Этот внезапно вспыхнувший интерес немецкого руководства к национальным проблемам финляндцев был обусловлен комплексом великодержавных противоречий, в фокусе которых стояла Российская империя. Финляндия представляла собой удобный инструмент для давления на главного восточного противника Германии. Во-первых, в силу своего географического и стратегического положения Великое княжество Финляндское выполняло функцию прикрытия российской столицы. Здесь размещалась база Балтийского флота. Любые проявления недовольства со стороны местного населения ощутимо отражались бы на Петербурге, способствуя отвлечению вооружённых сил с Восточного фронта. Во-вторых, сепаратизм финляндцев, по сравнению с другими национальными меньшинствами империи, за исключением поляков, имел более прочные формы и глубокие основания. Великое княжество Финляндское обладало сильными традициями внутренней самостоятельности, было географически единым и в национальном отношении более целостным, чем, к примеру, Прибалтийские провинции. В начале XX в. Финляндия также приобрела первый опыт борьбы с унификаторской политикой имперского правительства. Наконец, в-третьих, в Германии, Швеции и других европейских странах проживало значительное количество финляндских эмигрантов, вынужденных в «периоды угнетения» покинуть родину. Причём среди них имелась внушительная прослойка сторонников выхода Финляндии из состава Российской империи, так называемых «активистов». Враждебность финляндской эмиграции по отношению к российскому царизму, мечты об образовании независимого государства создавали предпосылки для сотрудничества между германскими властями и финляндскими эмигрантами.

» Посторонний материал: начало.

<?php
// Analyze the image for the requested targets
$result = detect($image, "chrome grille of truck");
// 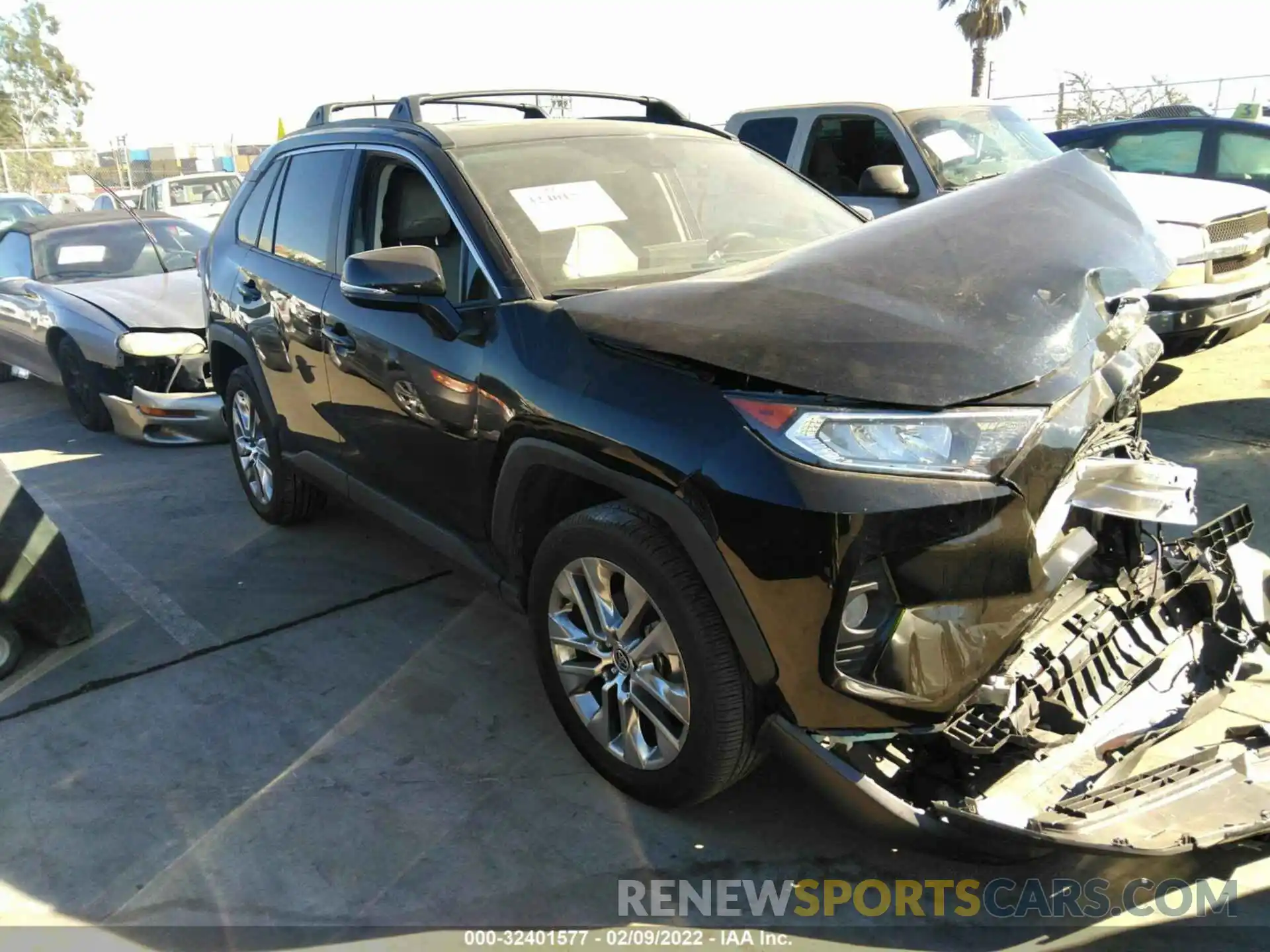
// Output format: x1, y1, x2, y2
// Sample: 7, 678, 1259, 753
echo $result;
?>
1206, 208, 1270, 244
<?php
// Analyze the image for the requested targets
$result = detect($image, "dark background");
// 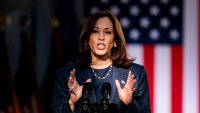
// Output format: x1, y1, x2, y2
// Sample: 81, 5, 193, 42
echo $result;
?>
0, 0, 84, 113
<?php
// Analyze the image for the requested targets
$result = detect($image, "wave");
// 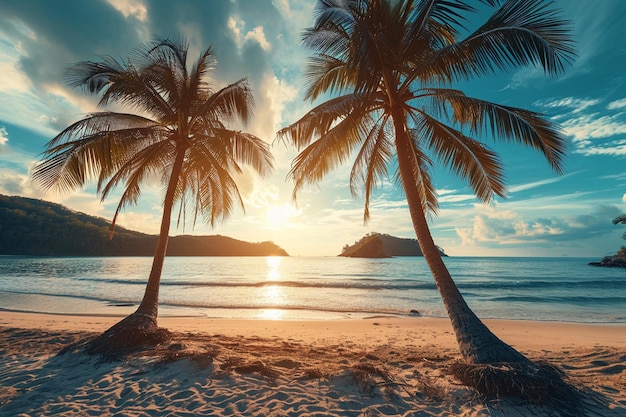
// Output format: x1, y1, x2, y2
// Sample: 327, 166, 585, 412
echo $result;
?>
489, 295, 626, 305
0, 291, 420, 317
74, 278, 626, 290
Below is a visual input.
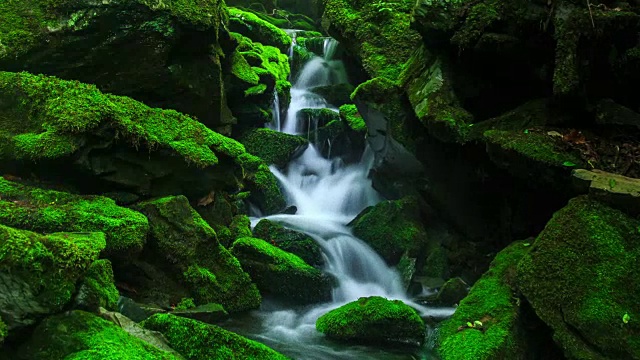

Поэтому в Берлине в начале Первой мировой войны было принято решение о превращении Финляндии в один из полигонов для «политики революционизирования» России. Разрабатываемая в германском МИД «политика революционизирования»[10] являлась своеобразной стратегией распространения глобального хаоса в странах Антанты. Она имела три уровня. Первый — социальный, который проявился в разжигании социальной напряжённости во враждебных странах, противопоставлении «низов» «верхам», для чего было необходимо сотрудничество с крайними революционерами. Второй уровень — национальный, предполагавший стимулирование межнациональных конфликтов, поддержку сепаратистских движений в странах Антанты. Наконец, третий уровень — религиозный, который выразился в идее подъёма мусульманского мира под священным знаменем джихада в английских и французских колониях и мусульманских регионах России.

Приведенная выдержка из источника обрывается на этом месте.